Kategorie opowiadań


Strony


Forum erotyczne





Przypadkowe spotkanie w klubie - czesc III

Resztę szkolenia unikałam Magdy, nie wiedziałam, jak mam się do niej odnosić, co myśleć o całej tej sytuacji. W piątek po zakończonym 5-dniowym maratonie pojawiła się kolejna trudna sytuacja. Pierwotnie miałyśmy zostać we Wrocławiu do niedzieli i trochę zaszaleć. Z jednej strony chciałam wracać, zakopać się pod kołdrą i przemyśleć to co się wydarzyło. Z drugiej zaś chciałam wyjaśnień. Znałam ją już trochę, myślę że umiałabym wyczuć czy się plącze w zeznaniach, czy kłamie. Gdy ludzie zaczęli opuszczać salę szkoleniową poprosiłam Magdę o chwilę rozmowy.


- Tak Aga? O czym chcesz porozmawiać?


- Nie chcę rozmawiać tutaj. Pojedź ze mną do hotelu, w którym i tak miałyśmy spać i pogadamy.


- Dobrze, pojadę z tobą.


Podróż minęła nam w ciszy. Gdy dotarłyśmy do hotelu zameldowałyśmy się i ruszyłyśmy do pokoju. Magda dość niepewnie weszła za mną, rozejrzała się po pomieszczeniu. Było ono eleganckie, nowoczesne, z dużym podwójnym łóżkiem, wanną oraz prysznicem, z okna rozpościerał się widok na cały Wrocław. Obiecywałam sobie wiele po tym weekendzie  dlatego rezerwując hotel przed szkoleniem liczyłam, że spędzimy tu bardzo miło czas. Magda w milczeniu usiadła na łóżku i wbiła we mnie wzrok. Zebrałam się wreszcie w sobie i zaczęłam:


- Odpowiedz szczerze, zamierzałaś mi w ogóle o tym powiedzieć?

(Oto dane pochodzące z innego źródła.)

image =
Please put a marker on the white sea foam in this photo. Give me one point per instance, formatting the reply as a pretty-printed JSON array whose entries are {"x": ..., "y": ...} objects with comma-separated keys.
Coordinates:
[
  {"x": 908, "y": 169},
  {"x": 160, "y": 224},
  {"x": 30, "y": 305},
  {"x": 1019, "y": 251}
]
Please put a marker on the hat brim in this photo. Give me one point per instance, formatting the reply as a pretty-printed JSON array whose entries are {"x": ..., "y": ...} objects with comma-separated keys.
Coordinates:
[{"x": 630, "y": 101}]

Magda patrzyła na mnie niepewnie, po czym powiedziała:


- Nie wiem. Jesteśmy... To znaczy byłyśmy szczęśliwe i nie chciałam tego burzyć. Z Aśką nie łączy mnie absolutnie nic. Już na długo przed twoją przeprowadzką tutaj praktycznie łączyła nas tylko praca. To, że z jej strony jest coś więcej, to przykro mi Aga, ale ja nie mam na to wpływu.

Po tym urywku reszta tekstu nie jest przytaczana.